Updated at 3:13 p.m. with comments from religious leaders
A Chesterfield resident who is running for the Parkway School Board is coming under fire from Parkway residents and religious leaders for her social media history.
School board candidate Jeanie Ames describes herself as a Confederate on her Twitter page, retweeted a tweet about banning Islam in the U.S. and referred to former First Lady Michelle Obama as a “giant rat.”
Ames graduated from Parkway Central High School in 1989, taught at Marion Elementary in the Ritenour School District and served on the PTO for Parkway Central Middle School. She says she wants to ensure “taxpayer stewardship” if elected.
“The good of the district is the only concern on which I would base my decisions,” she wrote in an email to the Post-Dispatch.
But some Parkway residents say they can’t see past her tweets and Facebook posts. According to screenshots being circulated among Parkway residents, Ames referred to U.S. Rep. Ted Lieu, D-Calif., as an “ignorant slut” and said “sanctuary cities, chain immigration,” Deferred Action for Childhood Arrivals and the Congressional Black Caucus are what is wrong with the U.S.
Leaders of the Islamic Foundation of Greater St. Louis, Imam Council of Metropolitan St. Louis, Jewish Voice for Peace St. Louis chapter and Council on American-Islamic Relations Missouri chapter together condemned Ames’ school board campaign on Wednesday.
“Jeanie Ames’ record of racism, Islamophobia, xenophobia, and other bigotry prove beyond any doubt that she has no place on the Parkway School District’s Board of Education,” said Anna Baltzer of Jewish Voice for Peace in a statement. “All people of conscience who believe in the value and place of all children at Parkway schools should oppose Ames’ candidacy in the strongest terms.”
“It is quite disturbing to say the least that a person with views such as ‘banning Islam from America’ is running for the Parkway School Board,” said Mufti Asif Umar in a statement. He is the imam of Daar-Al-Islam Masjid a mosque situated in the school district. “We are proud to say that Parkway schools are home to many American Muslims who were born and raised right here in St. Louis. The students deserve leaders who will be supportive to all of them, regardless of their race and ethnic background. We hope others take notice of her bigoted views.”
As of this week, Ames made her Twitter account private.
The controversy is an example of how social media can become a liability in campaigns.

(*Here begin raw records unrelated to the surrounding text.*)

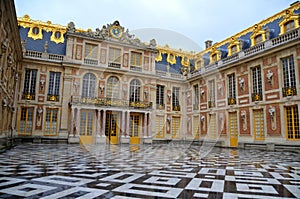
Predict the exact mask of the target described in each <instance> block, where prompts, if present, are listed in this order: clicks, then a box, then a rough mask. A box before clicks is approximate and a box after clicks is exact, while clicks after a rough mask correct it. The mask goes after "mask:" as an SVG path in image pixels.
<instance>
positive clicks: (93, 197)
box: [0, 143, 300, 199]
mask: <svg viewBox="0 0 300 199" xmlns="http://www.w3.org/2000/svg"><path fill="white" fill-rule="evenodd" d="M299 160H300V154H299V153H293V152H276V151H263V150H242V149H239V150H237V149H234V150H233V149H228V148H216V147H214V146H212V145H210V144H209V143H208V144H204V145H201V146H196V145H190V144H178V143H169V144H152V145H140V146H139V145H136V146H130V145H106V146H105V145H66V144H23V145H18V146H16V147H14V148H13V149H11V150H9V151H6V152H4V153H2V154H0V198H11V199H16V198H32V199H33V198H43V199H46V198H51V199H55V198H115V199H117V198H118V199H123V198H124V199H125V198H224V199H225V198H226V199H227V198H228V199H234V198H236V199H238V198H243V199H246V198H262V199H277V198H300V162H299Z"/></svg>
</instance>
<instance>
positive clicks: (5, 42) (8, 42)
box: [0, 38, 9, 58]
mask: <svg viewBox="0 0 300 199" xmlns="http://www.w3.org/2000/svg"><path fill="white" fill-rule="evenodd" d="M8 43H9V41H8V39H7V38H6V39H5V40H4V41H3V42H2V44H1V48H0V49H1V52H0V58H1V57H2V56H3V54H5V53H6V50H7V48H8V45H9V44H8Z"/></svg>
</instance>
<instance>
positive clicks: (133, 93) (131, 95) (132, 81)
mask: <svg viewBox="0 0 300 199" xmlns="http://www.w3.org/2000/svg"><path fill="white" fill-rule="evenodd" d="M129 94H130V96H129V101H130V102H139V101H140V94H141V83H140V81H139V80H137V79H134V80H132V81H131V82H130V92H129Z"/></svg>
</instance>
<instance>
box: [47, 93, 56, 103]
mask: <svg viewBox="0 0 300 199" xmlns="http://www.w3.org/2000/svg"><path fill="white" fill-rule="evenodd" d="M47 100H48V101H52V102H58V101H59V95H50V94H48V95H47Z"/></svg>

Missouri school board elections are nonpartisan, which means that school board hopefuls do not file for candidacy nor campaign under the label of a political party. That does not mean, however, that school board candidates can’t be partisan, said Kenneth Warren, a political science professor at St. Louis University.
“She has the right to post what she wants on her Facebook account, but that doesn’t mean she’s not going to suffer the consequences for postings that people don’t like,” Warren said.
Missouri school boards are not supposed to let partisan politics guide their decision-making, experts say. Members are supposed to make decisions based on what is best for students, not a partisan political agenda, said Brent Ghan, deputy executive director of the Missouri School Boards’ Association.
Ames said she thinks many Parkway residents are simply biased against having a political conservative on the school board. “To say children and education are not my concern is erroneous,” she said in an email.
Chris Phillips, a Creve Coeur resident and Parkway parent who is circulating screenshots of Ames’ Twitter posts to alert Parkway voters, said he fears Ames’ partisan politics would seep into her decision-making on the school board. He pointed out one of Ames’ tweets that refers to another tweet about “fighting Islamic terrorism, starvation and disease” while “Democrats are fighting for men to pee in the ladies’ room.” In the tweet, Ames wrote, “Pretty much sums up my BoE run.”
“What concerned me about them is the clear bias that she exhibits in those posts,” Phillips said. “I find that very concerning and, obviously, I don’t think that a person like that should be able to affect policy decisions for my children, or especially minority children within the district.”
A total of five people are running for two spots on the Parkway School Board. The League of Women Voters will hold a board candidate forum from 7-9 p.m. March 12 at Parkway Central Middle School at 471 North Woods Mill Road in Chesterfield. The election is April 3.